Merz and her team are working to understand what makes people predisposed to takotsubo. They think a person's genetics play a role, but they haven't yet pinpointed genes that seem to be responsible. Genes code for proteins, which affect how the body metabolizes various compounds, which, in turn, affect the body's response to stress. Pinning down the protein involved in takotsubo susceptibility would allow doctors to develop screening tests and identify those prone to severe repeating attacks. It will also help develop medications that can either prevent it or treat it better than just waiting for the body to heal itself.

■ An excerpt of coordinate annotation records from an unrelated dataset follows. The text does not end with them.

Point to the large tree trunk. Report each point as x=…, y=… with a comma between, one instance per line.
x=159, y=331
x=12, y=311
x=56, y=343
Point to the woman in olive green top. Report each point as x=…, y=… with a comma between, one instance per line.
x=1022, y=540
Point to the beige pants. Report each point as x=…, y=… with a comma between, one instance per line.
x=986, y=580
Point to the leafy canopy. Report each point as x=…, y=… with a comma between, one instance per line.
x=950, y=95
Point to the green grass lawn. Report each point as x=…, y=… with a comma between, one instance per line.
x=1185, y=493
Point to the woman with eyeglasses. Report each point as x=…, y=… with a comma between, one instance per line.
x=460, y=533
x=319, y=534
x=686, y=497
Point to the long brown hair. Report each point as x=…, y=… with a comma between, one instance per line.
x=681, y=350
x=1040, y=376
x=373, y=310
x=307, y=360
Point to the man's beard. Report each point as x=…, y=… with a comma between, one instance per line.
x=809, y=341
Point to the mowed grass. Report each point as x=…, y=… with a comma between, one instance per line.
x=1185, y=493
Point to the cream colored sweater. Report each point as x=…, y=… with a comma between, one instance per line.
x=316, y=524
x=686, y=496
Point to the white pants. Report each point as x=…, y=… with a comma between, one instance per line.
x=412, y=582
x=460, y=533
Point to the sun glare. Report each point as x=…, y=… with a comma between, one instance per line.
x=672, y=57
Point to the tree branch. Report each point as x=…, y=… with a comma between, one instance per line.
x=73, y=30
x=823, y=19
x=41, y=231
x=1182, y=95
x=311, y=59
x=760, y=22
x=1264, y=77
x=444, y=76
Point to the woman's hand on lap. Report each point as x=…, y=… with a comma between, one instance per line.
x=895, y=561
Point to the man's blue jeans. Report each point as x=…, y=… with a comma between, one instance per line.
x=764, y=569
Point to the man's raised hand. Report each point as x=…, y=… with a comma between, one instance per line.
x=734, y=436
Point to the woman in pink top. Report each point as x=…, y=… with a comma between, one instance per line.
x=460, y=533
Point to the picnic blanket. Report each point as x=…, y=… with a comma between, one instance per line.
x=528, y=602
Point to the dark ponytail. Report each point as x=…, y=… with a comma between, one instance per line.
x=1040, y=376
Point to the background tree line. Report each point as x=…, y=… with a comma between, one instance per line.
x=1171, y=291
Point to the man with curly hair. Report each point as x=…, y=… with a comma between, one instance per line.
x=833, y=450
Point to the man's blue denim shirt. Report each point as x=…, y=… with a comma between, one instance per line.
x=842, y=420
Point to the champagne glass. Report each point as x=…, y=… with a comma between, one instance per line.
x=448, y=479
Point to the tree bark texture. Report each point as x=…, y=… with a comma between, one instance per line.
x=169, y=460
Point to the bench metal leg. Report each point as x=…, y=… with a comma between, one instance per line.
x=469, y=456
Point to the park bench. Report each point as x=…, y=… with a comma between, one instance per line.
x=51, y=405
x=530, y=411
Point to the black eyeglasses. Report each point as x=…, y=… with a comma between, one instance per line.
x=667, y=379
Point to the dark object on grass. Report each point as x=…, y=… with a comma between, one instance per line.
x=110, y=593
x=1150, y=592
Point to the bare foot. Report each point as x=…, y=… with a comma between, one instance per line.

Researchers at the Imperial College London recently found that elevated levels of certain types of microRNAs—molecules involved in protein production—increase the chances of developing takotsubo.
In one study, researchers tried treating takotsubo in mice with a drug called suberanilohydroxamic acid, or SAHA, typically used for cancer treatment. The drug improved cardiac health and reversed the broken heart in rodents. It remains to be seen if the drug would have a similar effect on humans. But identifying a drug that shows promise is progress, Merz says. "I'm glad that there's research in this area."